De tweede les, die eene openlegging van het plan des leerboeks geeft of algemeene beschouwingen over de rangschikking der stellige wetenschappen oplevert, is vol van de belangrijkste opmerkingen, aangaande de volgorde en de verdeeling der natuurkundige en staatkundige kennis, maar indien de schrijver meent, dat hij hier den kring van de gansche encyclopaedische volgorde, zooals Baco en d'Alembert die zamengesteld hebben, en die berusten op de onderscheiding der verschillende vermogens van den menschelijken geest, geheel heeft omschreven, is hij op een verkeerden weg geraakt, doordien hij eenen geheel éénzijdigen leiddraad gekozen heeft. Indien men de logica en de zedekundige wetenschappen verzuimt, omdat zij tot het metaphysisch standpunt behooren, en de kennis der ziel en de leer van God zeker weggelaten heeft omdat zij tot den theologischen toestand te rekenen zijn, waarboven de wetenschap reeds lang verheven moet wezen, sluit men de eigenlijke Wijsbegeerte buiten den kring der wetenschappen. Wat vinden wij in de schets van den omvang der stellige wijsbegeerte van Auguste Comte? Wiskunde, waaronder zich rangschikken de rekenkunde, de meetkunde, en de rationele mechanica. De wetenschap der onbewerktuigde ligchamen, waartoe sterrekunde, in geometrische en mechanische sterrekunde verdeeld, behooren, benevens de natuur- en scheikunde. De wetenschap der bewerktuigde ligchamen in physiologie en sociologie of leer der maatschappijen gesplitst. Voor iemand, die als Auguste
| |
| |
Comte, de psychologie onder de hersenschimmige theorien plaatst, is het te begrijpen, dat hij de sociologie onder de stellige kundigheden, die als de natuur- en scheikunde op de waarneming en inductie rusten, rangschikt, en de geschiedenis, de kennis van de menschelijke natuur, en de begrippen van regt en wet onder de theologische en metaphysische toestanden rekent, waarmede de wetenschap thans niets meer te maken heeft. - Wij vragen of eene grondige physiologische kennis genoegzaam is, om zich tot die der maatschappij te kunnen verheffen, of het zoo duidelijk is, ‘dat men ten einde de maatschappelijke verschijnselen naar behooren te kunnen beoefenen (?) zich eerst eene grondige kennis van de wetten betrekkelijk het leven van den afzonderlijken mensch moet hebben eigen gemaakt?’ Is deze kennis alleen genoegzaam, daar de physiologie ons slechts den natuurlijken, en geenszins den zedelijken mensch doet kennen? De lezers van dit tijdschrift zijn in de gelegenheid geweest om zich met de staatkundige wetenschap van Auguste Comte bekend te maken, en hebben voorzeker hierin die beperkte eenzijdigheid aangetroffen, die haar bij al het goede dat er in voorkomt, hoogst gebrekkig en onvolledig doet zijn.

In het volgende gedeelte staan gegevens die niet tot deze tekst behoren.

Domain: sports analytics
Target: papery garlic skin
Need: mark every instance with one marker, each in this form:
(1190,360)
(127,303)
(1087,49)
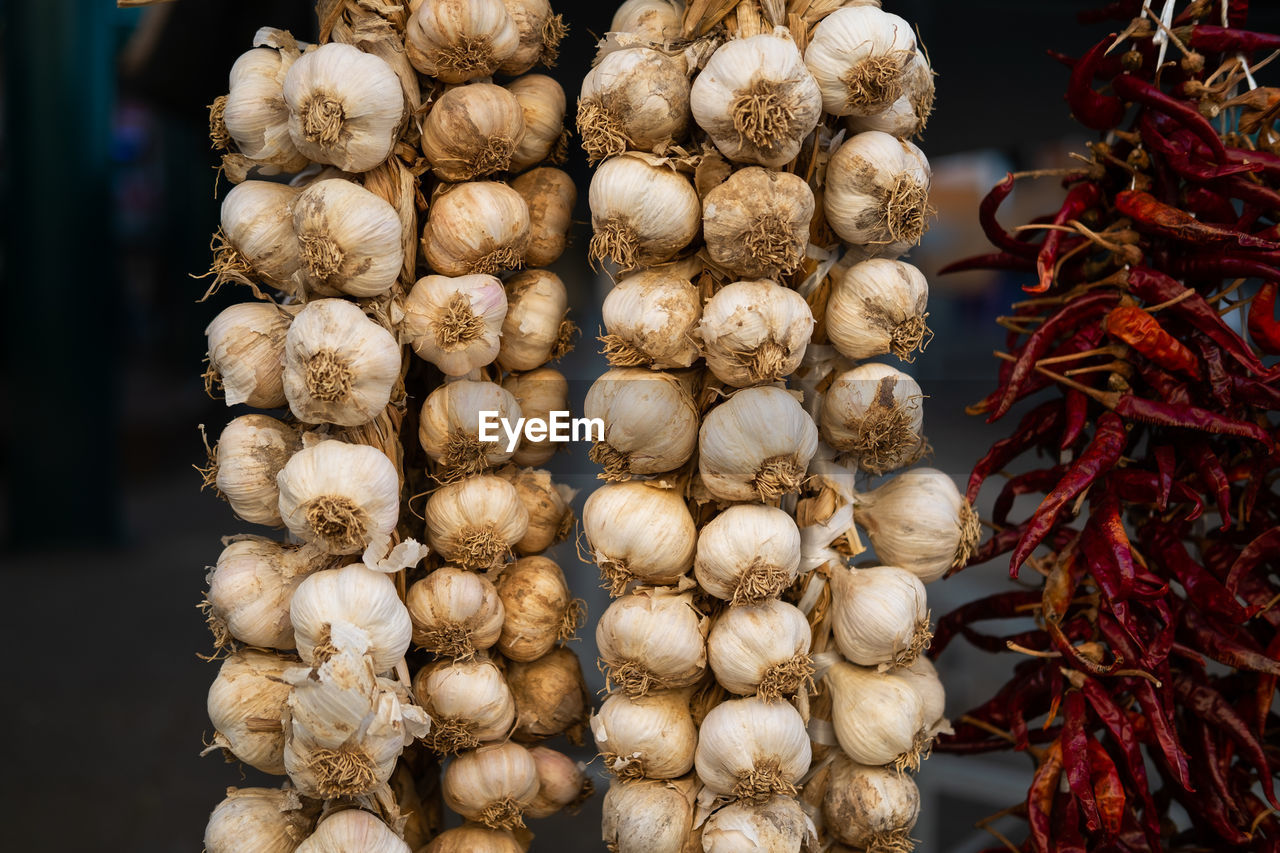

De einduitkomst van het stelsel der positieve wijsbegeerte van den Franschen schrijver is dus: ‘Wiskunde, sterrekunde, natuurkunde, scheikunde, physiologie en leer der maatschappijen, deze is de encyclopaedische formule, die onder het zeer groot aantal mogelijke rangschikkingen der zes wetenschappen de eenige is welke logisch overeenkomt met de natuurlijke en onveranderlijke ondergeschiktheid der verschijnselen.’ Deze slotsom moge waar zijn, wat de sciences exactes aangaat, dat wij gaarne willen toestemmen; maar de encyclopaedie is hiermede niet volledig, en al hetgeen Auguste Comte over deze zes hoofdwetenschappen gezegd heeft, heeft wel eene eenigzins wijsgeerige strekking, omdat hij in den waren aard derzelve tracht door te dringen, maar kan nog geene wijsbegeerte genoemd worden. Hij moge van Baco, des Cartes, Leibnitz en Newton met lof spreken, die groote geesten hebben zich, volgens zijne zienswijze, ook dikwijls aan ijdele en onvruchtbare bespiegelingen overgegeven, die uit den stelligen toestand der wetenschappen moeten gebannen zijn. Niet alleen Plato en Kant, maar zelfs Aristoteles en Locke hebben zich aan herschenschimmige droomerijen schuldig gemaakt; want zij waanden zich tot eene algemeene verstandelijke beschouwing en een reflecterend zelfbewustzijn te kunnen verheffen. Lichten der menschheid, die bewust waart dat er eene algemeene wetenschap is, die den mensch, de natuur en God tot eeuwige onderwerpen heeft, die de algemeene beginselen der wetenschappen en de denkwetten van den geest opspoort, gij hebt allen gedwaald, en het menschdom op een bekrompen theologisch en op een éénzijdig afgetrokken metaphysisch standpunt doen verwijlen! Auguste Comte heeft, reeds voor achttien jaren, de banden, waarin de wetenschappen bekneld waren, verbroken, en de waarneming der verschijnselen als de eenige methode in de staatkundige zoowel als in de physische kennis aangewezen.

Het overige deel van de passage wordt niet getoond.